Paley couldn't testify about Riggan's attitude about sex. But Cordova could talk about how he'd demanded sex and pulled into the first available parking spot. And the jurors recalled the testimony of the former police officer, who'd seen the van in a casino parking lot on the morning Paley was injured. That, most of the jurors thought, was where Paley had tried to escape--and had her skull crushed.

Finally, there were the panties. Cordova had said she'd never worn them or even taken the tags off. The defense had contended that Paley had never worn them, either, because they were too big.

And in the end, that's what did it for Robert Riggan. One of the male jurors had noticed that the panties were frayed on the left side, matching one of the abrasion marks on Anita Paley's legs, and that they were stained.
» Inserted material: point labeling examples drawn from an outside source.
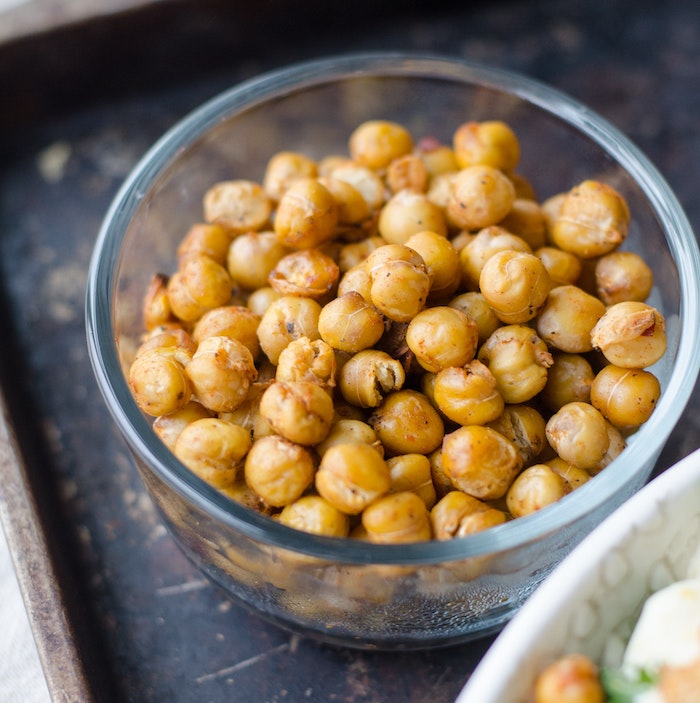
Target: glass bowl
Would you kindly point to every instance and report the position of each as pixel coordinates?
(351, 592)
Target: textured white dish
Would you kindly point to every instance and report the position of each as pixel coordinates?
(591, 600)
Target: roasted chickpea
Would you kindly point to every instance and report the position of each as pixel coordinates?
(407, 423)
(300, 411)
(593, 220)
(349, 323)
(481, 196)
(279, 470)
(239, 206)
(480, 461)
(515, 284)
(626, 397)
(351, 476)
(631, 334)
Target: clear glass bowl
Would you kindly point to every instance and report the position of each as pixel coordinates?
(349, 592)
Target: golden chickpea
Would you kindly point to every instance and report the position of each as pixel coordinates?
(480, 461)
(298, 410)
(408, 212)
(221, 372)
(351, 476)
(621, 276)
(515, 284)
(468, 395)
(567, 318)
(535, 488)
(286, 319)
(399, 281)
(376, 143)
(350, 324)
(630, 334)
(407, 423)
(578, 434)
(316, 515)
(279, 470)
(442, 336)
(307, 215)
(519, 360)
(481, 196)
(490, 142)
(213, 449)
(239, 206)
(572, 679)
(626, 397)
(593, 220)
(398, 518)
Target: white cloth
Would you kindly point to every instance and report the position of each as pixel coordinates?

With that, the three jurors who had been holding out for an innocent verdict swung over to guilty.

But only on Count Two, which contended that Riggan killed Paley as part of a sexual assault--cutting her vagina. The three holdouts still would not agree to find him guilty on Count One. For some reason--but not a legally correct one--the blond juror had decided that one count was for the head wound and one was for the vaginal cut, and two of the jurors stuck with her.

As deliberations began, Riggan had insisted to his lawyers that he didn't want the jurors to consider a lesser charge, such as second-degree murder. "Make 'em kill me or nothing," he said as he was led away.

The jury granted his wish.
Although Count One was declared a mistrial, Robert Lee Riggan Jr. will still face a three-judge panel to determine if he will get the death penalty for his conviction on Count Two.

It's Friday, a few days after the verdict, and Joanne Cordova is disappointed that she'll have to go through the weekend without her paycheck. "It wasn't ready," she says. "I wanted to go to a movie. I haven't been to a movie in a long time...sit there with a big box of popcorn..."

Her voice trails off but quickly picks up again. "At least I have a real job, which is a milestone for me," she says. "I haven't had a real job in years."

Trying to make a new life has been like waking from a coma, she says. The trial didn't automatically make everything better, make everything easier. Just as she'd dreamed so many years ago, back when she was a rookie cop, before she was a hooker, she'd testified in a court and helped to convict a killer.

Although justice was served, she doesn't feel like much of a hero. But testifying brought a small amount of redemption for a woman who made a lot of bad decisions.

Some days she's too depressed to get out of bed. She wonders if there was something more she could have done for Anita Paley. Much of what happened to the younger woman she learned only after the trial, like the wound to her vagina, and that still gives her horrors. "I wondered why the defense attorney kept asking me about 'containers,'" she says. "Now I just wish I could have been there for Anita and somehow taken away the pain for her."

Joanne tries to picture herself climbing up a ladder, the same ladder she took to the bottom. If she sometimes needs to stop on a rung and rest for a bit, she figures that's okay...she's got a long way to go.

It isn't easy looking at the world without the mask of drugs. It's awfully bright out there, and the brightness illuminates all those mistakes she made. Her lost children...her lost love...her lost career. Most of all, lost time.

She had a dream the other night. "I was living in a glass house," she recalls. "And everybody who walked by could look inside and see what I was doing...I was ashamed and embarrassed."

And now, after she's testified, after her story is known, her parents and many others from her past will know everything she's done. "But it's okay," she says. "I'm tired of hiding. I want back in the fold of my family. I want my dreams back. I can't do that if I'm not honest with myself and everyone else.

"If someone wants to throw stones, they can...But I know I'm a worthwhile person, and the only one I have to prove that to now is me."